Pero ese día, para sorpresa de la sanitaria, el informe parecía no preocuparle. A lo largo de la noche no se produjo ninguna atención extraordinaria, ni ordinaria siquiera, pero el doctor no lo sabía, pues ella lo había recibido personalmente de manos del jefe del turno de noche, y el doctor venía de la terraza externa de hacer su cigarrillo matinal.
—¿No quiere ver las novedades?
—¿Novedades? Mantén tu rostro hacia la luz del sol y no verás la sombra–.
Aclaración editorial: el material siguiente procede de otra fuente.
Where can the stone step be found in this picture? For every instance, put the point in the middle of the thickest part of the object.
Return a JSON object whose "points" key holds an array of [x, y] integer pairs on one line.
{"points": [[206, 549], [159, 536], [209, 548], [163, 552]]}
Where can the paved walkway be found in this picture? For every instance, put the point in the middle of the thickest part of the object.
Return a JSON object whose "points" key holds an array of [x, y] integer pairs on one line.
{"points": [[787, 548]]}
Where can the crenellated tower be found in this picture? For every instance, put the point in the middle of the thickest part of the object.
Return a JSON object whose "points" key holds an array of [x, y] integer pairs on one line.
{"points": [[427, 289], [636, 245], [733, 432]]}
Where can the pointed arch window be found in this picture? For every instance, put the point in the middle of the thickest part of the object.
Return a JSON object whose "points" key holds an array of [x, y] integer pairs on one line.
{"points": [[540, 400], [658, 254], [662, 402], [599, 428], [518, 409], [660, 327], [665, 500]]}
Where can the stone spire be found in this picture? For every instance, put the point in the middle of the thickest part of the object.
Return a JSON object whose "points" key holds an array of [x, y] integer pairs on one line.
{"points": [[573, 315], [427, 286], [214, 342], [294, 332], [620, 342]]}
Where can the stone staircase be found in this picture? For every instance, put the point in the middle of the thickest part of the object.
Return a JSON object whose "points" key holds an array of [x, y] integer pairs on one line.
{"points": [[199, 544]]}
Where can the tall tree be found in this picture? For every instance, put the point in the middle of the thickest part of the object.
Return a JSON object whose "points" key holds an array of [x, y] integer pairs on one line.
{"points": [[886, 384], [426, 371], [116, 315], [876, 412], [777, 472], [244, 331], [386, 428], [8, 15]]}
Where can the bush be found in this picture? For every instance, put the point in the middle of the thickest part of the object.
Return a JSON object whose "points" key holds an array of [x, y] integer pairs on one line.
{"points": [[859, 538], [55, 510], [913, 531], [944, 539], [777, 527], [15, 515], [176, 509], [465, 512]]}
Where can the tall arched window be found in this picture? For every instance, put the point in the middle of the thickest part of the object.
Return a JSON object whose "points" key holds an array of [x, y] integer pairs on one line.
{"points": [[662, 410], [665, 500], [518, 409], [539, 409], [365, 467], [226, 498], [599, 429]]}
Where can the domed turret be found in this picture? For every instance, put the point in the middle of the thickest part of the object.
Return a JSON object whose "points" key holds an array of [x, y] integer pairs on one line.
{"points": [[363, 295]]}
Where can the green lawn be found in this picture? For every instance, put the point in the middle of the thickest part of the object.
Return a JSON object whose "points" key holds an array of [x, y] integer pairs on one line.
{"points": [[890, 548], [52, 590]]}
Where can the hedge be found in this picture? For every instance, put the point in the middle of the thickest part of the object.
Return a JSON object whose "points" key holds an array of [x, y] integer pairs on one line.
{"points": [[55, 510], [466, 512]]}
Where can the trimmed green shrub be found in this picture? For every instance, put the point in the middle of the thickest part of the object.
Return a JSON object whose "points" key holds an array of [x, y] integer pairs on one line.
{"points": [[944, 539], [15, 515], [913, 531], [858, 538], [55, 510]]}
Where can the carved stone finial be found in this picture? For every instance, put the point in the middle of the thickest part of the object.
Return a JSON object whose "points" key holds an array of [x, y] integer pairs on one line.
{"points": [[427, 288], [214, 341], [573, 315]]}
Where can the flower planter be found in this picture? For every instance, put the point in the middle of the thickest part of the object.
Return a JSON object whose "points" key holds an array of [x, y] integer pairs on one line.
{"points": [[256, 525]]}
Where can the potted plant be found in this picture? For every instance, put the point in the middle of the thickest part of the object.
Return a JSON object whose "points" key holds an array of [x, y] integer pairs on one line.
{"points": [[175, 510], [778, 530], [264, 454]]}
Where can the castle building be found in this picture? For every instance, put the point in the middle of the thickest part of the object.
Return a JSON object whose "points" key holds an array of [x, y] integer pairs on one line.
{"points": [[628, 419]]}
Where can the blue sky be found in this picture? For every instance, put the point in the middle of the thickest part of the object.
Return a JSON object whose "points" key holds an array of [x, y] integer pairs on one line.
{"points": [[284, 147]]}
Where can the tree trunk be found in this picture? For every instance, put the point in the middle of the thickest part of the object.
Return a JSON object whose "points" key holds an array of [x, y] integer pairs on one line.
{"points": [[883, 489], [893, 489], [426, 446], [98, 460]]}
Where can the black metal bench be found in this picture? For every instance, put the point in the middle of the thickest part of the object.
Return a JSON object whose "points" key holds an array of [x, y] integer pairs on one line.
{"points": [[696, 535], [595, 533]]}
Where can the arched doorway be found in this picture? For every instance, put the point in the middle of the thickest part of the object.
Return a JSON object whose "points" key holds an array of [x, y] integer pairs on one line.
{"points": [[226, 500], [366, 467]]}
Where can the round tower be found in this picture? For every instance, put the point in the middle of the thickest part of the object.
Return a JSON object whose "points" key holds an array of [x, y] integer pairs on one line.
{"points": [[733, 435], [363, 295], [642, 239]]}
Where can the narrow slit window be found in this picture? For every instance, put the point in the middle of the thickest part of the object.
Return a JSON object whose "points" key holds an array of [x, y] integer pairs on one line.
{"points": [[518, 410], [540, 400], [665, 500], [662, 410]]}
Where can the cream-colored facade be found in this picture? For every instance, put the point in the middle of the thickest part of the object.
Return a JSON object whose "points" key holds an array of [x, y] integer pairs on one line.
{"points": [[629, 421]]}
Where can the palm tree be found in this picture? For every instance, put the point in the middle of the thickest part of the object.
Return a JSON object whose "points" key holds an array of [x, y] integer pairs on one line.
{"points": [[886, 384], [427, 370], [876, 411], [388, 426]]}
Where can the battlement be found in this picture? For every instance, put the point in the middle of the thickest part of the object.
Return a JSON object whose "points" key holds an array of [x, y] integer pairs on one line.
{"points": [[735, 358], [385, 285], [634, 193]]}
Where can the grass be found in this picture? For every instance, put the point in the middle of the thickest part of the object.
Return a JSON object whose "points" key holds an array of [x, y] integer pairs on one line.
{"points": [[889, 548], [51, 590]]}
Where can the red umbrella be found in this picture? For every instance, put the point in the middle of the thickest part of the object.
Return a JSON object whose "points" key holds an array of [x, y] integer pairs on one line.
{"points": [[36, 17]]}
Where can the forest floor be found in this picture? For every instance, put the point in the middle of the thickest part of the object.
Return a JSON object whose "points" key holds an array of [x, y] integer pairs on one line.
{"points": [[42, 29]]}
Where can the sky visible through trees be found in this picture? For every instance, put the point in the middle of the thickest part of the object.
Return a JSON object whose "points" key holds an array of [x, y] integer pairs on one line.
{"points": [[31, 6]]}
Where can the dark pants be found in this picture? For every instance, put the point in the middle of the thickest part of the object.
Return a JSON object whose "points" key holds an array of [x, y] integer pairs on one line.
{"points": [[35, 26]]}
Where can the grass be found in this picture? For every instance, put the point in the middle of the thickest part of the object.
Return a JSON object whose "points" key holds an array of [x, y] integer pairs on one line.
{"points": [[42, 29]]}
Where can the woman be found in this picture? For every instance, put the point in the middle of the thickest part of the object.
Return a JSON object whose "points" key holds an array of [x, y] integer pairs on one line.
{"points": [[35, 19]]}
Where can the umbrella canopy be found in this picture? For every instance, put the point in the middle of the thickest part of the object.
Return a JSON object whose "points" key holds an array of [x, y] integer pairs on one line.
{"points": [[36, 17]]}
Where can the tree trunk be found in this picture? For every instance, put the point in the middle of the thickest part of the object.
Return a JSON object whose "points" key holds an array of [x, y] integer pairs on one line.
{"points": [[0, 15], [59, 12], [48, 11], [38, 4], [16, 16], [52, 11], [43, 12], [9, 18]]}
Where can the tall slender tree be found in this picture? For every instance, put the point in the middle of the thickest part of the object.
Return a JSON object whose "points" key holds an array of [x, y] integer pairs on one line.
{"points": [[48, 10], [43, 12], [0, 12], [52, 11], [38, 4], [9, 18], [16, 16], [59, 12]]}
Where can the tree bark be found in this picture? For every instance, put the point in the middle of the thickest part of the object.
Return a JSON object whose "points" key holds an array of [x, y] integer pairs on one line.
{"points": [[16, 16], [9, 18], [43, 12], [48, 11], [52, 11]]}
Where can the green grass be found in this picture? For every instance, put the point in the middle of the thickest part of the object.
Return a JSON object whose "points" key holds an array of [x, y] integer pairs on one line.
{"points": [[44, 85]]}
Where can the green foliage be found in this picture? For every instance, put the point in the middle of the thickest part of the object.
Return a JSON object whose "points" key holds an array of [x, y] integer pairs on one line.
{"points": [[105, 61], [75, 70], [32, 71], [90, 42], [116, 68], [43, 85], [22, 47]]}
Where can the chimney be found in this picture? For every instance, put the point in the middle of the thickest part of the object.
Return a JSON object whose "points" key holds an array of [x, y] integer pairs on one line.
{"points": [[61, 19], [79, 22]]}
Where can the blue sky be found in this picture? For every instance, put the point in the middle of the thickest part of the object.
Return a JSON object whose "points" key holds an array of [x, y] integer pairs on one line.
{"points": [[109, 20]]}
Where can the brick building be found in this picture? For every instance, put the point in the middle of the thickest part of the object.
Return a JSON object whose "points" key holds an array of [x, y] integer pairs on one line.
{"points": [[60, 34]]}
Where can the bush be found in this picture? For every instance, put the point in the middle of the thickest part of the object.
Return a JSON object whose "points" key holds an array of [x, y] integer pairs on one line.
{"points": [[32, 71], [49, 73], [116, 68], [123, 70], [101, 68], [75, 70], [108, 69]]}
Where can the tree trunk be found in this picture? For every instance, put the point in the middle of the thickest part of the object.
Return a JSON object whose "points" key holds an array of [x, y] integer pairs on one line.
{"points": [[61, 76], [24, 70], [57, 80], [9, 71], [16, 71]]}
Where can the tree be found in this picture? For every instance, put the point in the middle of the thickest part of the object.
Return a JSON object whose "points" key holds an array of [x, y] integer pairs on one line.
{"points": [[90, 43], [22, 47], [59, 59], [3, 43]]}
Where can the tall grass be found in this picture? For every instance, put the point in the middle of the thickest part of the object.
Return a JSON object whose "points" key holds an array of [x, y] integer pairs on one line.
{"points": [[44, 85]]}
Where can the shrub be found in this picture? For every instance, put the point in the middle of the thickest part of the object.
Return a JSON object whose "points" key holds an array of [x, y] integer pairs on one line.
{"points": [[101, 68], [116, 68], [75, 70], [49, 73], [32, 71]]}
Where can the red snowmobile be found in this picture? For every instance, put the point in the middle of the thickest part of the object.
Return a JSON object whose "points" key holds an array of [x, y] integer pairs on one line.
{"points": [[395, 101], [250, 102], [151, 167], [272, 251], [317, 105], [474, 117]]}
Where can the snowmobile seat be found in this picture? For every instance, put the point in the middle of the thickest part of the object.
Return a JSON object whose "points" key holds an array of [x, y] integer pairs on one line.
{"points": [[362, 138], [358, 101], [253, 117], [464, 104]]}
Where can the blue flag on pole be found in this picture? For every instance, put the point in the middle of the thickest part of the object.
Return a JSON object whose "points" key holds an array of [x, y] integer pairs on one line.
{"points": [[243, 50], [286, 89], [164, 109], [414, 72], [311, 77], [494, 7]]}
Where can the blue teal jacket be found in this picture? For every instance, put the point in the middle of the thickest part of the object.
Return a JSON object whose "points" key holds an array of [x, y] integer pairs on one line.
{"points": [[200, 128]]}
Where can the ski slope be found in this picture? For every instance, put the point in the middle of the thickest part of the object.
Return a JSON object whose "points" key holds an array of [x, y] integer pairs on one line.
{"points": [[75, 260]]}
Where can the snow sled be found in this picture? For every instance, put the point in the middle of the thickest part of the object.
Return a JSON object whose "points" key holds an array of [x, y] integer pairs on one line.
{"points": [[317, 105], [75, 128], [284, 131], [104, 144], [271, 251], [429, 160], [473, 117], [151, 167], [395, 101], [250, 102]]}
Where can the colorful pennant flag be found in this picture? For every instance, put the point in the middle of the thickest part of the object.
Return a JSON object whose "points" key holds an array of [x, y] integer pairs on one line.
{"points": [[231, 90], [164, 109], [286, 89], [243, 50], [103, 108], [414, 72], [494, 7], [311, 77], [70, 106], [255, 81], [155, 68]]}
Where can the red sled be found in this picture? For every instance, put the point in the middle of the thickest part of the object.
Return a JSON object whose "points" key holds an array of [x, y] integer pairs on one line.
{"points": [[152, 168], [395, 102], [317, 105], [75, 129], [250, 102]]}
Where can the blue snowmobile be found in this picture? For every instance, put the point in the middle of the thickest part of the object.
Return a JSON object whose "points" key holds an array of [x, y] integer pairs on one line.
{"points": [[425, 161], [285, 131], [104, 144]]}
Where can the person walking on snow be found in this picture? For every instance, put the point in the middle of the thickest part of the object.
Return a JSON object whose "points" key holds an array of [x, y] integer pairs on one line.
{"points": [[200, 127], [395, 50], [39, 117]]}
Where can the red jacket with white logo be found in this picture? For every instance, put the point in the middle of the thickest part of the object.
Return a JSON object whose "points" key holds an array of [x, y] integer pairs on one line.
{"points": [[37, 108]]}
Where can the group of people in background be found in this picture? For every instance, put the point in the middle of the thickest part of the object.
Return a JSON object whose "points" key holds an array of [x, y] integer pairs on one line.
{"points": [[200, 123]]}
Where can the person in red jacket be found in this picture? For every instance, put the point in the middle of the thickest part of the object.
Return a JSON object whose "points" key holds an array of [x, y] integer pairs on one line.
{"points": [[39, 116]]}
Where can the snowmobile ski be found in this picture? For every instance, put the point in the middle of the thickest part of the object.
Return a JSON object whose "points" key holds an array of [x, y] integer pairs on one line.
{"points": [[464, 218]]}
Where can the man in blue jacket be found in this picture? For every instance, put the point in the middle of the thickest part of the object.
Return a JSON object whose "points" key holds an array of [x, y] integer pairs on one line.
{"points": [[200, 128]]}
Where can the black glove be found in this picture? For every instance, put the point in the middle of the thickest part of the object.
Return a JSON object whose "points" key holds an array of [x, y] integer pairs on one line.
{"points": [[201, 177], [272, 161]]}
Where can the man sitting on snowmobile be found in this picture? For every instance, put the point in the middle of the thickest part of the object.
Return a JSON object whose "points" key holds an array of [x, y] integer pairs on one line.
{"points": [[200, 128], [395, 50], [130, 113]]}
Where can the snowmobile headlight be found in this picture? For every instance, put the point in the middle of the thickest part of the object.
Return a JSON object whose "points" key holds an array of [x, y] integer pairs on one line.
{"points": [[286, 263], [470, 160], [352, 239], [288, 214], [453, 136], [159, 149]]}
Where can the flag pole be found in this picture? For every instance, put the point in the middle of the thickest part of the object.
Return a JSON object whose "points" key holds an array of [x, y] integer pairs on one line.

Chasqueó los dedos y desapareció escaleras arriba. Subía de dos en dos, a ritmo olímpico se decía a sí mismo «estoy en forma, desde luego», reparaba en el escaso esfuerzo que necesitaba hacer para subir a esa velocidad, pero al instante olvidaba que para no estar acostumbrado al ejercicio continuado, no se cansaba como debiera. Empezaba el análisis sobre los motivos de la falta de cansancio, pero los olvidaba de inmediato. Escuchaba las voces de algunos pacientes en los ascensores, él diría que alzaban el volumen más de lo habitual, aunque no hizo caso. Otros bajaban al comedor central por las escaleras ¿por las escaleras? se cruzó con ellos, hablaban animadamente de diferentes temas, que si deberían sustituir los escaños de los parlamentos por sillas eléctricas, decía uno; que si el crimen organizado era poco selectivo, decía otro. Descendían con una agilidad que el Dr. Jungson no acabó de valorar con precisión, se dirigía a la cuarta planta ¿a qué? cuando llegase lo pensaría, pero era la cuarta, de eso estaba totalmente seguro. «Con qué claridad hablan» pensaba de los internos, sin balbucear, sin susurrar, como solían hacer la mayoría de ellos, era en el ejercicio de hablar donde se advertía las dolencias psíquicas que sufrían. El lenguaje estructura el cerebro, pensaba, y cuando éste deja de funcionar correctamente, el lenguaje, los pensamientos, las ideas, son los primeros en resentirse. Le parecía que no había notado esa deficiencia en los enfermos que bajaban por la escalera. Los veía normales, todo era normal esa mañana para él.